しかしそんな中、法師だけはジンパとも他の人々とも違う視点を持っていた。ジンパを説得する父親によると、チベットでは雪豹は雪山の精霊と考えられており、それにまつわる伝説も多く残っているという。それを裏付けるかのように、ときおり雪豹法師は雪豹との奇妙なフラッシュバックを体験する。二人の視点がシンクロナイズドされたそれは、過去に彼が体験したできごとなのか、はるか昔に彼によく似た僧侶が体験した伝説をみているのか、はたまたただの幻か……。幻想的な映像の中に真実を見出すことは難しいが、彼と雪豹の間には精神的な交流が芽生えていることは間違いない。そして彼がみる情景は、お互いに命を助け合う姿である。
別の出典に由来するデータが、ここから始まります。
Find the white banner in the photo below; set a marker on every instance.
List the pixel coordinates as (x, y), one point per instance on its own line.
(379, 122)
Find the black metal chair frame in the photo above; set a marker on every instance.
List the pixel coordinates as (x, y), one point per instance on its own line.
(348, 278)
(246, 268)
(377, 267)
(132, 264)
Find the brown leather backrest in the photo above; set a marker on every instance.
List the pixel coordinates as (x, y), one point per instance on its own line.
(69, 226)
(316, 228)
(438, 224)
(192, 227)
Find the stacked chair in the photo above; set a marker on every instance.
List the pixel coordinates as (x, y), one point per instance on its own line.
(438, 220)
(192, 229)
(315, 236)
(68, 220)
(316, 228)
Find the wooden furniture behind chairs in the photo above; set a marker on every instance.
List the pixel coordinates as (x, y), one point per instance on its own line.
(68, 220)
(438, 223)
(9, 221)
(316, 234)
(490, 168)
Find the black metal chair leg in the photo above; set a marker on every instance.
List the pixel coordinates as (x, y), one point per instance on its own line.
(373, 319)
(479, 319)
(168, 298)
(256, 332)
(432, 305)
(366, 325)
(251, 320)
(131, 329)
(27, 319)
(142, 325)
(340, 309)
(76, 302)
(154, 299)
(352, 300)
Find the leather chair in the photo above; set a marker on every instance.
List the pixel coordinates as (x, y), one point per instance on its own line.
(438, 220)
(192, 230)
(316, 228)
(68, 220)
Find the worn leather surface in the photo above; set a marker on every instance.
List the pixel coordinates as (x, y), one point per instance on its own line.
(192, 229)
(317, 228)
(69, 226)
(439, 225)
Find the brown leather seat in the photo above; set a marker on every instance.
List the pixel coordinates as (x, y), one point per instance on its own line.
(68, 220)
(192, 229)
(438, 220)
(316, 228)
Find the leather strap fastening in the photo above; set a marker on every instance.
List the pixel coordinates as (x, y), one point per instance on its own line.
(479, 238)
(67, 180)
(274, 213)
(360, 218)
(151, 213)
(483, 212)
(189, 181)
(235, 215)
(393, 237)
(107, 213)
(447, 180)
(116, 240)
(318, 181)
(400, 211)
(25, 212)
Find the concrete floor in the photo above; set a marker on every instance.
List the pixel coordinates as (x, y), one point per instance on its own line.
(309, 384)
きっとそれは法師が最も人と動物の共生に真摯に向き合っているからこそ触れることができるビジョンなのだろう。この視点のおかげで本作が単純な二項対立に終始せず、作品のテーマにさらなる深みを与えている。ジンパの叫びや法師のフラッシュバックがみせたものは、本当の共生とは人間も含めたあらゆる生物たちの感情との共生であるということなのかもしれない。

本作に込められたテーマに関してもっと深く知りたかったが、ペマ・ツェテン監督が今年の5月に急逝してしまい、その真意は雪豹とともに霧雪の彼方へ消えてしまったのが悔やまれる。

36thTIFF 2023/10/25

作品情報

監督:ペマ・ツェテン [万玛才旦] キャスト:ジンパ/ション・ズーチー/ツェテン・タシ
109分/カラー/チベット語、北京語/日本語・英語字幕/2023年/中国
予告編はこちら

妄想パンフ

B5正方形。表紙にはアップになった雪豹の目に法師の姿が映る。
雪豹にまつわるデータや、猟師、IUCNのコメントなど、人間と野生動物の共生について考えられるような内容。作中にも少し触れられているチベット語講座なんかもあると嬉しい。